Restrictions pour les étrangers et contrôle des transferts
Le droit autrichien dresse une frontière nette entre les citoyens de l’Union européenne/EEE, assimilés aux nationaux, et les ressortissants de pays tiers. Les premiers peuvent acquérir librement la plupart des biens, sous réserve de règles spécifiques pour les terres agricoles et certaines zones touristiques où des limitations de résidences secondaires existent. Les seconds sont en principe soumis à une procédure d’autorisation.
Chaque région autrichienne (Land) régit les acquisitions immobilières par des étrangers via sa propre loi (Grundverkehrsgesetz) et une commission dédiée (Grundverkehrsbehörde). La législation définit précisément les acquéreurs considérés comme étrangers, incluant les personnes physiques non autrichiennes, les sociétés dont le siège est à l’étranger, les entités autrichiennes majoritairement détenues par des étrangers, ainsi que les associations ou fondations sous contrôle étranger. L’autorisation n’est accordée que si l’opération sert un intérêt culturel, social ou macroéconomique et ne nuit pas à l’intérêt public. Bien que la détention d’un titre de séjour dans l’UE ou l’existence de liens économiques avec la région puissent faciliter la décision, ils ne garantissent pas l’obtention de l’autorisation.
La pratique diffère fortement selon les régions : Vienne et Graz sont globalement ouvertes aux investisseurs non européens, même si un feu vert administratif reste requis dans la capitale. À l’inverse, des Länder alpins comme le Tyrol, le Vorarlberg ou une partie du Salzbourg appliquent des restrictions sévères, en particulier pour les résidences secondaires dans les stations de ski, où l’acquisition par des non‑résidents peut être quasi impossible, sauf rares exceptions explicitement zonées pour l’usage touristique ou de villégiature.

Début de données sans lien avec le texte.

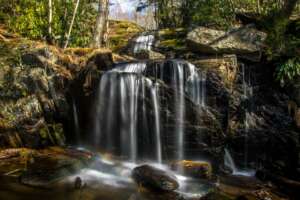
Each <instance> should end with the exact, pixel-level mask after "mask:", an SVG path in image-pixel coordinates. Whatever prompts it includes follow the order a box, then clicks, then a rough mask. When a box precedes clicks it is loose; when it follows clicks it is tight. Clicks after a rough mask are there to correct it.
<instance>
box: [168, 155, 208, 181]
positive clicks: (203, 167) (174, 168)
mask: <svg viewBox="0 0 300 200" xmlns="http://www.w3.org/2000/svg"><path fill="white" fill-rule="evenodd" d="M172 169H174V170H182V171H183V173H184V174H185V175H187V176H191V177H194V178H202V179H210V178H211V176H212V166H211V165H210V163H208V162H205V161H191V160H182V161H178V162H175V163H173V164H172Z"/></svg>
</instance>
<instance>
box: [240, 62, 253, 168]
mask: <svg viewBox="0 0 300 200" xmlns="http://www.w3.org/2000/svg"><path fill="white" fill-rule="evenodd" d="M250 76H251V73H250V69H248V73H246V67H245V65H244V64H243V65H242V77H243V96H244V101H245V107H244V110H245V118H244V126H245V152H244V153H245V160H244V165H245V167H247V163H248V134H249V129H250V128H251V127H252V126H253V125H254V123H255V122H254V121H253V120H252V109H253V108H252V107H253V101H252V97H253V87H252V85H251V77H250Z"/></svg>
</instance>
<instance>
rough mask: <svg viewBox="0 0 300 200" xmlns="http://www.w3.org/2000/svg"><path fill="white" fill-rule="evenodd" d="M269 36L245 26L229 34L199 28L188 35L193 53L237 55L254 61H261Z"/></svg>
mask: <svg viewBox="0 0 300 200" xmlns="http://www.w3.org/2000/svg"><path fill="white" fill-rule="evenodd" d="M266 37H267V35H266V34H265V33H263V32H260V31H258V30H256V29H255V28H253V27H252V26H249V25H248V26H244V27H240V28H235V29H232V30H230V31H228V32H225V31H220V30H215V29H210V28H206V27H198V28H196V29H194V30H193V31H191V32H190V33H188V36H187V42H188V45H189V47H190V49H191V50H192V51H196V52H199V53H206V54H236V55H238V56H240V57H243V58H247V59H250V60H253V61H259V60H260V54H261V50H262V46H263V43H264V41H265V39H266Z"/></svg>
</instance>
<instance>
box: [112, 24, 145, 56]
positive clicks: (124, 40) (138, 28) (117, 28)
mask: <svg viewBox="0 0 300 200" xmlns="http://www.w3.org/2000/svg"><path fill="white" fill-rule="evenodd" d="M109 26H110V27H109V29H110V30H109V39H108V47H109V48H110V49H112V50H113V51H114V52H118V51H119V50H121V49H122V48H124V47H125V46H126V45H127V44H128V41H129V40H130V39H131V38H132V37H133V36H135V35H137V34H138V33H140V32H143V31H144V29H143V28H141V27H140V26H138V25H137V24H135V23H132V22H128V21H117V20H112V21H110V25H109Z"/></svg>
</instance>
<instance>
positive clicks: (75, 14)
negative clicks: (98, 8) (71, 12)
mask: <svg viewBox="0 0 300 200" xmlns="http://www.w3.org/2000/svg"><path fill="white" fill-rule="evenodd" d="M79 2H80V0H77V1H76V5H75V8H74V12H73V17H72V20H71V24H70V27H69V31H68V33H67V36H66V43H65V45H64V49H65V48H67V47H68V44H69V40H70V36H71V32H72V28H73V24H74V21H75V17H76V13H77V10H78V6H79Z"/></svg>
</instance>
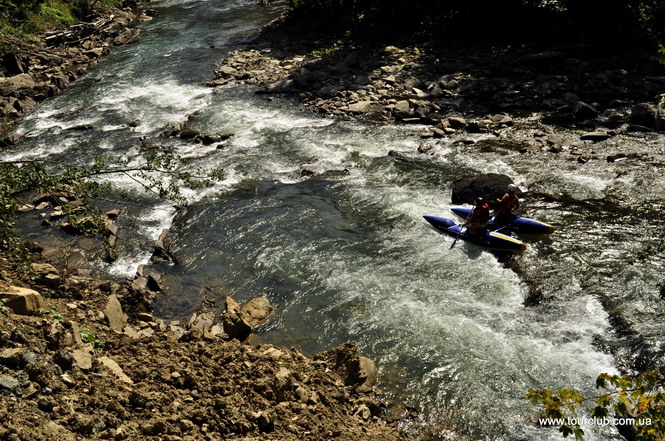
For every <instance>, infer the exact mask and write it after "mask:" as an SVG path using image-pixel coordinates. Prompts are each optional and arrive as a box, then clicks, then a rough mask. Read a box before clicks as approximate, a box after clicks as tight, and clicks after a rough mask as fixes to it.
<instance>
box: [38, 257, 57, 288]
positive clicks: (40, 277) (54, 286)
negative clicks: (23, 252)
mask: <svg viewBox="0 0 665 441" xmlns="http://www.w3.org/2000/svg"><path fill="white" fill-rule="evenodd" d="M30 266H31V268H32V269H33V270H34V272H35V274H36V277H35V281H36V282H37V283H39V284H41V285H45V286H48V287H49V288H57V287H58V286H59V285H60V281H61V279H60V272H59V271H58V269H57V268H56V267H54V266H53V265H51V264H48V263H32V264H30Z"/></svg>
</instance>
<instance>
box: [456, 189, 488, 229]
mask: <svg viewBox="0 0 665 441" xmlns="http://www.w3.org/2000/svg"><path fill="white" fill-rule="evenodd" d="M490 219H491V216H490V206H489V205H488V204H486V203H485V201H484V200H483V199H482V198H476V200H475V201H474V205H473V211H472V212H471V216H469V218H468V219H467V220H466V222H464V223H463V224H462V226H464V227H467V230H466V231H467V234H468V235H469V237H479V236H480V235H481V234H483V233H484V232H486V231H487V224H488V223H489V221H490Z"/></svg>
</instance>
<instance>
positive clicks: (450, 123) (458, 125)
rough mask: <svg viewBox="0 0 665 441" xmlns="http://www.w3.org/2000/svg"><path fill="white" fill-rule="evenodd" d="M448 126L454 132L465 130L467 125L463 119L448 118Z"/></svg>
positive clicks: (462, 118)
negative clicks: (459, 130)
mask: <svg viewBox="0 0 665 441" xmlns="http://www.w3.org/2000/svg"><path fill="white" fill-rule="evenodd" d="M448 125H449V126H450V127H452V128H453V129H455V130H459V129H465V128H466V126H467V125H468V123H467V122H466V120H465V119H464V118H462V117H459V116H455V117H451V118H448Z"/></svg>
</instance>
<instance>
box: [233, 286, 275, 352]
mask: <svg viewBox="0 0 665 441" xmlns="http://www.w3.org/2000/svg"><path fill="white" fill-rule="evenodd" d="M225 303H226V309H225V312H224V314H223V316H222V327H223V330H224V332H225V333H226V335H227V336H228V338H229V339H234V338H235V339H237V340H240V341H245V340H246V339H247V338H248V337H249V336H250V334H251V332H252V330H253V329H254V328H256V327H258V326H261V325H263V324H265V323H266V322H267V320H268V319H269V318H270V316H271V315H272V306H270V303H269V302H268V299H267V298H266V297H257V298H255V299H252V300H250V301H249V302H247V303H246V304H244V305H243V306H240V305H239V304H238V302H236V301H235V300H233V299H232V298H231V297H229V296H227V297H226V300H225Z"/></svg>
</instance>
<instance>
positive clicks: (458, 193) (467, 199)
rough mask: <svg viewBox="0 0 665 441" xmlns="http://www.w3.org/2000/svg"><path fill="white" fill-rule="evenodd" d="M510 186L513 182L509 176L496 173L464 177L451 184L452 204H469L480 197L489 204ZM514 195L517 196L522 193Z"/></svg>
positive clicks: (471, 175) (456, 180) (495, 198)
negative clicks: (452, 189) (451, 191)
mask: <svg viewBox="0 0 665 441" xmlns="http://www.w3.org/2000/svg"><path fill="white" fill-rule="evenodd" d="M510 184H513V180H512V179H511V178H510V177H509V176H506V175H502V174H498V173H486V174H480V175H465V176H462V177H461V178H458V179H456V180H455V182H453V191H452V202H453V204H465V203H466V204H471V203H473V201H474V199H475V198H477V197H482V198H483V199H485V201H488V202H490V203H491V202H493V201H494V200H495V199H496V198H500V197H501V196H503V195H504V194H505V193H506V190H507V189H508V185H510ZM516 193H517V195H518V196H519V195H521V194H522V191H521V190H518V191H517V192H516Z"/></svg>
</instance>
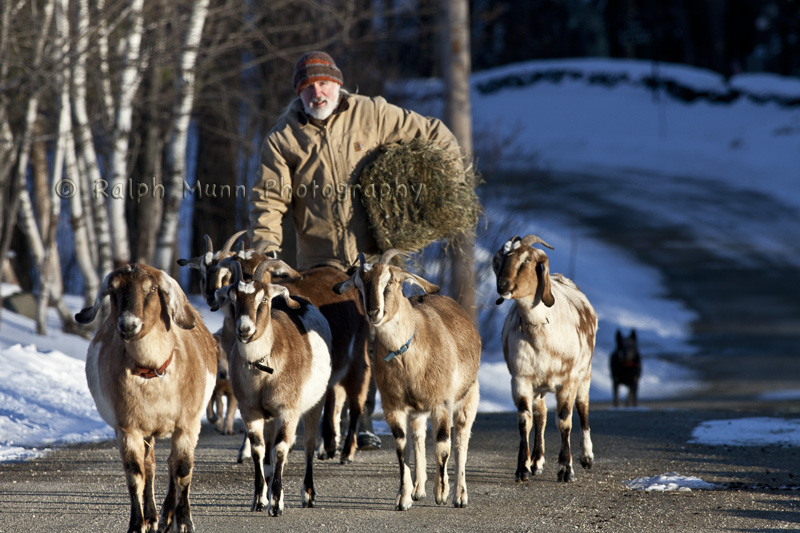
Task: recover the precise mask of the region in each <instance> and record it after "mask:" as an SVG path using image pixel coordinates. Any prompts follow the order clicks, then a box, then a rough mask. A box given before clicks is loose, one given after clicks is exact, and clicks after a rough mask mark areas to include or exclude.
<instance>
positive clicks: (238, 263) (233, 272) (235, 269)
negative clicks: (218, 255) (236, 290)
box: [220, 259, 244, 287]
mask: <svg viewBox="0 0 800 533" xmlns="http://www.w3.org/2000/svg"><path fill="white" fill-rule="evenodd" d="M220 264H221V263H220ZM231 270H233V279H232V280H231V285H232V286H234V287H235V286H236V285H238V284H239V282H240V281H242V280H243V279H244V275H243V274H242V264H241V263H239V261H237V260H235V259H233V260H232V261H231Z"/></svg>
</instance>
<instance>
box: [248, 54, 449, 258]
mask: <svg viewBox="0 0 800 533" xmlns="http://www.w3.org/2000/svg"><path fill="white" fill-rule="evenodd" d="M342 83H343V77H342V72H341V71H340V70H339V68H338V67H337V66H336V63H334V61H333V59H332V58H331V57H330V56H329V55H328V54H326V53H325V52H309V53H307V54H304V55H303V56H302V57H301V58H300V59H299V60H298V61H297V64H296V66H295V71H294V78H293V87H294V89H295V93H296V94H297V95H298V97H299V98H297V99H295V100H294V101H293V102H292V103H291V104H290V105H289V106H288V107H287V109H286V111H285V112H284V113H283V115H282V116H281V117H280V118H279V119H278V121H277V123H276V124H275V126H274V127H273V128H272V130H271V131H270V133H269V134H268V136H267V138H266V139H265V140H264V144H263V146H262V148H261V179H260V180H256V183H255V184H254V186H253V190H252V192H251V194H250V231H251V236H252V237H253V242H254V243H258V242H260V241H264V240H269V241H273V242H276V243H282V242H283V241H284V236H283V233H282V229H281V221H282V219H283V217H284V216H286V214H287V213H288V212H289V211H291V213H292V219H293V221H294V226H295V230H296V232H297V236H296V237H297V239H296V243H297V258H296V266H297V268H299V269H301V270H304V269H307V268H310V267H313V266H316V265H333V266H336V267H338V268H341V269H343V270H346V269H347V268H349V267H350V266H351V265H353V264H354V263H355V260H356V256H357V255H358V252H364V253H365V254H366V255H367V256H369V255H371V254H377V253H378V252H379V250H378V247H377V245H376V242H375V238H374V237H373V235H372V233H371V231H370V227H369V220H368V217H367V214H366V211H365V210H364V208H363V206H362V205H361V201H360V199H359V196H358V195H359V192H358V187H357V183H358V178H359V176H360V174H361V171H362V170H363V168H364V167H365V166H366V165H367V163H369V160H370V158H369V156H372V155H374V154H375V153H376V152H377V150H378V148H380V147H381V146H386V145H390V144H395V143H405V142H409V141H411V140H413V139H416V138H422V139H426V140H431V141H435V142H437V143H439V144H440V145H441V146H442V147H443V148H446V149H447V150H450V151H452V153H453V154H454V155H455V156H457V157H460V155H461V152H460V148H459V147H458V143H457V141H456V139H455V137H454V136H453V134H452V133H451V132H450V130H449V129H447V127H446V126H445V125H444V124H443V123H442V122H441V121H440V120H438V119H434V118H428V117H423V116H422V115H420V114H418V113H415V112H413V111H408V110H406V109H402V108H400V107H397V106H395V105H392V104H389V103H387V102H386V100H384V99H383V98H382V97H379V96H378V97H374V98H370V97H366V96H361V95H355V94H350V93H348V92H347V91H346V90H344V89H342Z"/></svg>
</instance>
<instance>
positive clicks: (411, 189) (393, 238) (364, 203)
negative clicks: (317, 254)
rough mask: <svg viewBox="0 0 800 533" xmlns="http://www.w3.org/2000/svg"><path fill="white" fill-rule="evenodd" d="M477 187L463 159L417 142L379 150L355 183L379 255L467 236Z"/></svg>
mask: <svg viewBox="0 0 800 533" xmlns="http://www.w3.org/2000/svg"><path fill="white" fill-rule="evenodd" d="M479 184H480V178H479V177H478V176H477V175H476V173H475V167H474V166H473V165H472V164H469V163H468V162H466V161H465V158H464V157H454V156H453V155H452V154H451V153H449V152H447V151H446V150H445V149H444V148H442V147H441V146H439V145H438V144H436V143H434V142H429V141H423V140H420V139H415V140H414V141H411V142H409V143H407V144H402V145H391V146H388V147H385V148H383V149H382V150H381V153H380V154H379V155H378V156H377V157H376V158H375V160H374V161H372V162H371V163H370V164H368V165H367V166H366V167H365V168H364V170H363V172H362V173H361V176H360V179H359V185H360V187H361V195H360V196H361V203H362V204H363V205H364V208H365V210H366V211H367V215H368V217H369V221H370V227H371V229H372V232H373V235H374V236H375V239H376V241H377V243H378V247H379V248H380V249H381V250H382V251H385V250H388V249H390V248H397V249H399V250H404V251H407V252H415V251H419V250H421V249H423V248H425V247H426V246H428V245H429V244H431V243H432V242H435V241H438V240H440V239H445V240H446V241H447V244H448V245H449V244H452V243H453V241H454V240H456V239H457V238H459V237H461V236H473V235H474V234H475V228H476V226H477V224H478V219H479V217H480V216H481V214H482V213H483V207H482V206H481V204H480V200H479V199H478V195H477V194H476V193H475V188H476V187H477V186H478V185H479Z"/></svg>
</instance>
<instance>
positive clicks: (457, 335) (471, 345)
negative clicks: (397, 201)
mask: <svg viewBox="0 0 800 533" xmlns="http://www.w3.org/2000/svg"><path fill="white" fill-rule="evenodd" d="M398 253H400V252H398V251H397V250H388V251H387V252H385V253H384V254H383V256H382V257H381V258H380V260H379V261H378V263H376V264H370V263H367V262H366V260H365V258H364V255H363V254H359V260H360V263H361V264H360V266H359V268H358V270H357V271H356V272H355V273H354V274H353V275H352V276H351V277H350V278H349V279H348V280H347V281H345V282H343V283H340V284H337V285H336V286H335V287H334V290H335V291H336V292H339V293H342V292H344V291H347V290H351V289H353V288H357V289H358V291H359V294H360V295H361V301H362V304H363V307H364V310H365V312H366V315H367V319H368V320H369V321H370V323H371V324H372V326H373V327H374V328H375V330H376V341H375V361H374V365H375V367H374V372H375V381H376V383H377V385H378V390H379V391H380V393H381V403H382V405H383V412H384V415H385V417H386V422H387V423H388V424H389V427H390V429H391V431H392V435H393V436H394V439H395V447H396V452H397V459H398V462H399V464H400V488H399V490H398V492H397V498H396V500H395V508H396V509H397V510H398V511H403V510H407V509H409V508H410V507H411V505H412V500H419V499H421V498H422V497H424V496H425V482H426V481H427V475H426V472H425V431H426V422H427V419H428V417H429V416H430V418H431V425H432V431H433V434H434V436H435V439H436V463H437V467H436V481H435V500H436V503H437V504H443V503H444V502H445V501H446V499H447V495H448V493H449V492H450V487H449V483H448V479H447V461H448V459H449V457H450V444H451V439H450V428H451V427H452V426H453V425H455V455H456V457H455V460H456V489H455V494H454V495H453V505H455V506H456V507H465V506H466V505H467V500H468V498H467V484H466V478H465V469H466V460H467V448H468V446H469V438H470V432H471V430H472V424H473V422H474V421H475V415H476V412H477V409H478V400H479V392H478V367H479V366H480V356H481V339H480V335H479V334H478V332H477V330H476V329H475V326H474V325H473V324H472V321H471V320H470V318H469V316H468V315H467V313H466V312H465V311H464V310H463V309H462V308H461V307H460V306H459V305H458V304H457V303H456V302H455V301H454V300H452V299H451V298H448V297H447V296H441V295H437V294H431V293H436V292H438V291H439V287H438V286H437V285H434V284H432V283H430V282H428V281H426V280H424V279H423V278H421V277H419V276H416V275H414V274H411V273H409V272H406V271H405V270H403V269H401V268H398V267H395V266H392V265H390V264H389V261H390V260H391V259H392V257H393V256H395V255H397V254H398ZM405 282H409V283H412V284H414V285H417V286H419V287H421V288H422V290H424V291H425V292H426V293H429V294H426V295H423V296H414V297H412V298H406V297H405V296H404V295H403V283H405ZM409 423H410V427H411V432H412V435H413V440H414V450H415V452H416V461H415V474H416V475H415V482H414V483H413V485H412V480H411V470H410V468H409V467H408V465H407V464H406V459H405V450H406V441H407V437H406V432H407V431H408V427H409Z"/></svg>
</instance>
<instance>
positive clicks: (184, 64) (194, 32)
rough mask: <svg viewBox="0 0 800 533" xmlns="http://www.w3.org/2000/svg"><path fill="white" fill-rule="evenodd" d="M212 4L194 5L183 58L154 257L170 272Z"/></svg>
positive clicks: (172, 258) (172, 127) (171, 264)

Les acquisitions immobilières via une société établie dans l’UE/EEE sont généralement traitées comme des achats nationaux, même avec des actionnaires tiers. Cependant, certains Länder allemands exigent que l’objet social de la société soit lié à l’immobilier. Les autorités vérifient rigoureusement l’origine des fonds dans le cadre de la lutte anti-blanchiment. Notaires, avocats et banques doivent collecter les justificatifs, identifier les bénéficiaires effectifs et signaler tout soupçon à l’office spécialisé du ministère de l’Intérieur.
Impôts sur la détention et la cession : entre stabilité et niches ciblées
Au‑delà des taxes de transfert, l’immobilier est soumis à plusieurs prélèvements récurrents ou ponctuels qu’il convient de maîtriser pour calibrer un investissement ou un projet patrimonial.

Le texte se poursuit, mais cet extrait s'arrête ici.